Japan and the United States have reached an “open skies” deal removing restrictions on flights, opening the way to lower fares across the Pacific and to shake up alliances among airlines.
The agreement, reached late Friday after five rounds of talks culminating in a full week of closed-door negotiations in Washington, could give new urgency to bids by US carriers for a slice of ailing giant Japan Airlines.
Japanese and US negotiators agreed to scrap a half-century accord that preset the number of flights, instead allowing carriers in the world’s two largest economies to adapt schedules to demand.
In one key point of contention, the United States said Japan agreed to give US carriers greater access to Tokyo’s Narita and Haneda airports, gateways into Japan and lucrative Asian markets.
US Transportation Secretary Ray LaHood said the open skies deal “has been a longstanding US goal and is good news for air travelers and businesses on both sides of the Pacific.”
“Once this agreement takes effect, American and Japanese consumers, airlines and economies will enjoy the benefits of competitive pricing and more convenient service,” he said in a statement.
In Tokyo, Transport Minister Seiji Maehara also praised the deal.
“The Japan-US route is the biggest aviation market for Japan. It is extremely meaningful to reach the accord,” he said.
But the two sides did not announce a date for the agreement to go into effect, with LaHood saying that the two countries had to finalize procedures.
Japan’s two carriers — Japan Airlines and All Nippon Airways — have both been seeking exemption from US antitrust laws, which is now possible with the open skies deal but needs review from another part of the US government.
Japan Airlines (JAL), which has been cutting thousands of jobs to stay afloat despite three government bailouts since 2001, held out high hopes from the open skies deal.
“Our company hopes to build a strong network by applying for antitrust immunity after determining a US airline company as our partner,” JAL president Haruka Nishimatsu said.

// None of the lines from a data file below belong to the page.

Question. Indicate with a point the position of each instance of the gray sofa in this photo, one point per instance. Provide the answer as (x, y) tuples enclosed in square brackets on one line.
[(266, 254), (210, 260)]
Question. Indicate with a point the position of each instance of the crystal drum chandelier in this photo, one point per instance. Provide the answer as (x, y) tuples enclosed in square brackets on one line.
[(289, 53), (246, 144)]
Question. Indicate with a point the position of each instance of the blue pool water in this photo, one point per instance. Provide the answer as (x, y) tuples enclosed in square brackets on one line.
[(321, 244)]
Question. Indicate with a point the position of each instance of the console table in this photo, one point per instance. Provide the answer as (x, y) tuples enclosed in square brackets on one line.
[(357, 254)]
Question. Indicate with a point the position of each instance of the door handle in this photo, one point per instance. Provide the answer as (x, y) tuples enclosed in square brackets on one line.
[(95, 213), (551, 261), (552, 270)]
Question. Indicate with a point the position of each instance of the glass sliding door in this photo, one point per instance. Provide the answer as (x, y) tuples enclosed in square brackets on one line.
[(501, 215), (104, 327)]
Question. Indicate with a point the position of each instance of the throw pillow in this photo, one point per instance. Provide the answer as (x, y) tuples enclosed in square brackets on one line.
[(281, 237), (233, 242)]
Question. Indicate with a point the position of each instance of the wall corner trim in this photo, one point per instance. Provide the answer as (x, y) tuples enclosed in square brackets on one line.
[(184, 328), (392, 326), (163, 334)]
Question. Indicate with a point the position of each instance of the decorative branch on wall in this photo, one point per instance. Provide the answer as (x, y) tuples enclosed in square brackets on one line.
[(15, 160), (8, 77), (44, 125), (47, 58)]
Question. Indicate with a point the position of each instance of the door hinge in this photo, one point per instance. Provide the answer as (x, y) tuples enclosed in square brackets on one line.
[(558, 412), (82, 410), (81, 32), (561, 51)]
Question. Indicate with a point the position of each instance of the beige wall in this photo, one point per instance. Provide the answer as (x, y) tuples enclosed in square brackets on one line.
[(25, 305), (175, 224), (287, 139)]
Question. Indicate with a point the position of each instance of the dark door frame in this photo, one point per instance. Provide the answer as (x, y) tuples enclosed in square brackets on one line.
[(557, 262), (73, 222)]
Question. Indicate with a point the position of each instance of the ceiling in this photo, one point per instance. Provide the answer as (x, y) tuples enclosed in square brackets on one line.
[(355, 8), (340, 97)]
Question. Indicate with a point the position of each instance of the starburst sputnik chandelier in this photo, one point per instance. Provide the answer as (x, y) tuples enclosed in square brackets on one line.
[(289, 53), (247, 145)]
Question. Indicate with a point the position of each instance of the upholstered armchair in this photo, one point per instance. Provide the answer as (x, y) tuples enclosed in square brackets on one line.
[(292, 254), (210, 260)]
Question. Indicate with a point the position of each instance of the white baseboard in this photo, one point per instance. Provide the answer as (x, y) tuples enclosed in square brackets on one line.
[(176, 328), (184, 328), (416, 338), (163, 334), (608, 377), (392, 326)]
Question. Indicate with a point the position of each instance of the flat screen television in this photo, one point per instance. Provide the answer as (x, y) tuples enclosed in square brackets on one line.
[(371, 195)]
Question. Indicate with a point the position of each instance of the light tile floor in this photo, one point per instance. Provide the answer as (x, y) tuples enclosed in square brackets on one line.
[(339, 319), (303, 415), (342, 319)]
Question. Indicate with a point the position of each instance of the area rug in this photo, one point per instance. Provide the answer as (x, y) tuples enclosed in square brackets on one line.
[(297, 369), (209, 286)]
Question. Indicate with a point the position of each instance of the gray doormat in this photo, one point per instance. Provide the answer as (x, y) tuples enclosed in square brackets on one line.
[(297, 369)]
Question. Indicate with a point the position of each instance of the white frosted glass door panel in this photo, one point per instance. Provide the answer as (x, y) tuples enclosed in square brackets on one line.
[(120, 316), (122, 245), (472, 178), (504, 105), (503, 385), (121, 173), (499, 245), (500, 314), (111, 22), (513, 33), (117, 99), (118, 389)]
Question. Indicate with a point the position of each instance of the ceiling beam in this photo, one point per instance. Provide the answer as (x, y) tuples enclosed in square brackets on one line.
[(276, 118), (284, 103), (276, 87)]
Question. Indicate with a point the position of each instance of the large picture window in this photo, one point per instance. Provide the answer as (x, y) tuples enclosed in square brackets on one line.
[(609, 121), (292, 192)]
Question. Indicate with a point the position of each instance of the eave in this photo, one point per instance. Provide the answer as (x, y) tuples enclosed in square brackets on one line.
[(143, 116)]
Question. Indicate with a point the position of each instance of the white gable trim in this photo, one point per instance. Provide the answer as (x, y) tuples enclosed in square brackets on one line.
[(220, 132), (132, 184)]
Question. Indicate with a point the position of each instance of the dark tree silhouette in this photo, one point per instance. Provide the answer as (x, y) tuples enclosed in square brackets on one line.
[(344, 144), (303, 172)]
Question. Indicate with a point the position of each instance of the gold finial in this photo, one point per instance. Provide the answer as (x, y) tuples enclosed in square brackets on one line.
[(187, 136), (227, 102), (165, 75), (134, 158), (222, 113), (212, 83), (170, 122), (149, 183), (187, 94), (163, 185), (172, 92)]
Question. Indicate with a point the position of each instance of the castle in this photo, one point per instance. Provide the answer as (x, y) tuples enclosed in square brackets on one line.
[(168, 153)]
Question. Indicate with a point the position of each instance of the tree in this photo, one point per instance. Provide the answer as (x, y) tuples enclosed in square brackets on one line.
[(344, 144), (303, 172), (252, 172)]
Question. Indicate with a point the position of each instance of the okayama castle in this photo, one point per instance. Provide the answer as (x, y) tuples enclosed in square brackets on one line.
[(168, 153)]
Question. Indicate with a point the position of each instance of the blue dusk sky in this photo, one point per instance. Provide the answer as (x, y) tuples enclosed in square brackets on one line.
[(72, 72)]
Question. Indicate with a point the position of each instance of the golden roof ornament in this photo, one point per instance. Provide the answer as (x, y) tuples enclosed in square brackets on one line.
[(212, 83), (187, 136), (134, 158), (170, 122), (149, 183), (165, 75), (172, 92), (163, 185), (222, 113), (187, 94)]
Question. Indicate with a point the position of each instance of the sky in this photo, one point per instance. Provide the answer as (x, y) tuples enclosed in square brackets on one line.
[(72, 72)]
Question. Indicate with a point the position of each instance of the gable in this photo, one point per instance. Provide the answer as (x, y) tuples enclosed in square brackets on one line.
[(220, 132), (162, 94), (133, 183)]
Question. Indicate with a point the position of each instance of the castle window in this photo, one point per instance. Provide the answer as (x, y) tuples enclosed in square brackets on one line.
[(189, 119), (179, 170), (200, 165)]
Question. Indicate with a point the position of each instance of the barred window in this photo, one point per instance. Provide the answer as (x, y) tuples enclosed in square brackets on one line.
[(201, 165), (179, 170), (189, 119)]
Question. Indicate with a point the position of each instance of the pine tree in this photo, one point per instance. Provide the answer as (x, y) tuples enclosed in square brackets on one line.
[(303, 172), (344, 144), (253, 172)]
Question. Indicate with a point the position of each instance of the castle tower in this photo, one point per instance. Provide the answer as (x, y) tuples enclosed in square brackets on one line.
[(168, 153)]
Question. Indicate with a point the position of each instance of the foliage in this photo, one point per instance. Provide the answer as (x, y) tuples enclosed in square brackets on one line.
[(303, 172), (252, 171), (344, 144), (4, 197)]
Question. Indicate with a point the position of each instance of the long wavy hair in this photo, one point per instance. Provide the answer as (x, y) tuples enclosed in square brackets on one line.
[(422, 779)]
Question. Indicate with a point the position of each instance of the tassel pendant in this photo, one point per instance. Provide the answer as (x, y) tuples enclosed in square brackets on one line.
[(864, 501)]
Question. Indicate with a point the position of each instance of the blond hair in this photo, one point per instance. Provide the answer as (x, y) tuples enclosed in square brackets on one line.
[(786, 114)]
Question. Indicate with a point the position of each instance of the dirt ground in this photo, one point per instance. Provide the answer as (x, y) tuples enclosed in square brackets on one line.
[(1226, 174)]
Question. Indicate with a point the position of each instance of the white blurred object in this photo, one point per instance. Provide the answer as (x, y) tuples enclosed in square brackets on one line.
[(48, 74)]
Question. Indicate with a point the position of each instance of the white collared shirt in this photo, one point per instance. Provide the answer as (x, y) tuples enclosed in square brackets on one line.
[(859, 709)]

The open skies agreement would make it easier for Japanese and US carriers to forge new code-sharing alliances.
US carriers had been racing to seal deals with Japan Airlines before the open skies deal comes into effect, but JAL has been calmly examining the bids.
Japan Airlines’ current partners led by American Airlines last week offered it a 1.1 billion-dollar lifeline, hoping to counter a bid by rival Delta Air Lines which is hoping the Japanese carrier switches allegiances.

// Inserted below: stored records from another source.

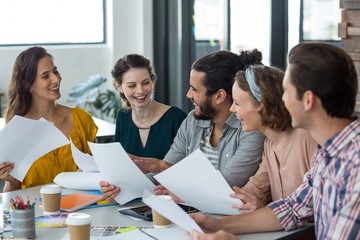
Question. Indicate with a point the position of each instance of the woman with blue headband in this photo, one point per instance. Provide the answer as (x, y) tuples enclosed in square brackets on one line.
[(257, 94)]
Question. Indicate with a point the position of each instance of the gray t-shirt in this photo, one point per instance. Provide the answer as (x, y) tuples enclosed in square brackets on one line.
[(239, 152)]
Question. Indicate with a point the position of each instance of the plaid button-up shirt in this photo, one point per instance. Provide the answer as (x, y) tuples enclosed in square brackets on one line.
[(330, 191)]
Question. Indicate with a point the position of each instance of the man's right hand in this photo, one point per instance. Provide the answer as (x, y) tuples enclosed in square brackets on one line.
[(219, 235), (150, 165)]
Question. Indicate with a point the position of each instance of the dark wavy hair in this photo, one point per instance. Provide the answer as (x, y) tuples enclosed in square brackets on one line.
[(220, 68), (124, 64), (273, 112), (328, 72), (22, 78)]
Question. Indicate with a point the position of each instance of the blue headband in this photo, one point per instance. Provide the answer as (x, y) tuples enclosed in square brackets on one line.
[(250, 78)]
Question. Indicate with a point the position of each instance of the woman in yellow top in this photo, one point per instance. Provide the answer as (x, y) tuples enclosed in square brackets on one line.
[(33, 91)]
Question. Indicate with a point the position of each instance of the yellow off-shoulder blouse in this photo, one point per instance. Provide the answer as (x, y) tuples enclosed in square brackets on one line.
[(45, 169)]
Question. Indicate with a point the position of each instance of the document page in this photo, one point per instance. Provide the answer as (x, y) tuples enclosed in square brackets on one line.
[(195, 180), (84, 161), (24, 140), (79, 180), (117, 168), (171, 211)]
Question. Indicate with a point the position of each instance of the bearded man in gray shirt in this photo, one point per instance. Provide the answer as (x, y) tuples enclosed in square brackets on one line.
[(211, 126)]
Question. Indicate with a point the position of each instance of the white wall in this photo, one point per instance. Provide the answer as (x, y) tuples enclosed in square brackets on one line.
[(129, 30)]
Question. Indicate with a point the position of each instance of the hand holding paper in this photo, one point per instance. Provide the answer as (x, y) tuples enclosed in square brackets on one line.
[(117, 168), (171, 211), (84, 161), (196, 181), (24, 140)]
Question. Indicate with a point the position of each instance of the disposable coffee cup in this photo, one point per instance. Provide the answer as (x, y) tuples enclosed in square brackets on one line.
[(51, 197), (79, 226), (159, 220), (23, 223)]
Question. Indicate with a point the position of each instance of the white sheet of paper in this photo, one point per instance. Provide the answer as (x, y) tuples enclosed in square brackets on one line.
[(79, 180), (84, 161), (24, 140), (215, 199), (186, 171), (173, 233), (199, 184), (171, 211), (117, 168)]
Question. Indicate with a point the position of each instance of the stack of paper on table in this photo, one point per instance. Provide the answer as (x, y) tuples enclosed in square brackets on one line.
[(199, 184), (79, 180), (117, 168), (24, 140), (88, 179)]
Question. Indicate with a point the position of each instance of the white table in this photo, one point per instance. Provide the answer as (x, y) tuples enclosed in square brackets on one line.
[(109, 216), (106, 129)]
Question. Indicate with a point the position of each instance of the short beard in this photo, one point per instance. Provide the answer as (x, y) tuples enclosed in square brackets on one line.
[(207, 112)]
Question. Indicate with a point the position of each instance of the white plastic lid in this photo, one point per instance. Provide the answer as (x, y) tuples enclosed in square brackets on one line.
[(76, 219), (165, 197), (50, 189)]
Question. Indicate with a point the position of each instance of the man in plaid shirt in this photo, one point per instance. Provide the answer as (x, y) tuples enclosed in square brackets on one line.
[(320, 87)]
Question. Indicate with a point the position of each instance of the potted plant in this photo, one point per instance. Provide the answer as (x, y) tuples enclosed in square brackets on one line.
[(91, 95)]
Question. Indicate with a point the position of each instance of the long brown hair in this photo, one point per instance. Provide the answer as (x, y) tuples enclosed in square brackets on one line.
[(22, 78), (273, 112)]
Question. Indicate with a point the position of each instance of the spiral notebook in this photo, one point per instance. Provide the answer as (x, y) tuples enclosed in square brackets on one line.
[(76, 201)]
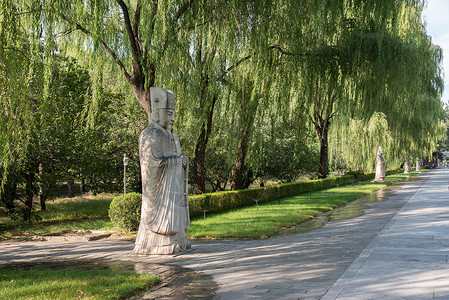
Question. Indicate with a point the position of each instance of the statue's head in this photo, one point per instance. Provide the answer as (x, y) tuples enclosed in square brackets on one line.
[(379, 150), (163, 107)]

American Airlines accused Delta of trying to derail the open skies talks, believing it would lose out.
“This open skies agreement will effectively reset the playing field and enable new working relationships,” said Will Ris, American’s senior vice president for government affairs.
But Delta said it supported the deal and hoped it would “enable Delta and Japan Airlines to engage in deeper and more effective cooperation, producing greater benefits for the carriers and their customers.”
It will be the 95th open skies deal for the United States and replace a bilateral agreement with Japan dating to 1952, in the wake of World War II.
Under the existing agreement, Japanese carriers run 136 passenger flights each week between the countries — 94 by Japan Airlines and 42 by rival All Nippon Airways — while US carriers fly 296.
Japanese carriers argue that the number of flights is lopsided in favor of US airlines, but US carriers counter that it is evenly divided when looking at flights by alliances rather than individual carriers.
Japan Airlines is partnered with American Airlines in the Oneworld alliance, while the Star Alliance groups All Nippon Airways, Continental Airlines and United Airlines.
Delta and its subsidiary Northwest Airlines have no Japanese partner in their Sky Team alliance.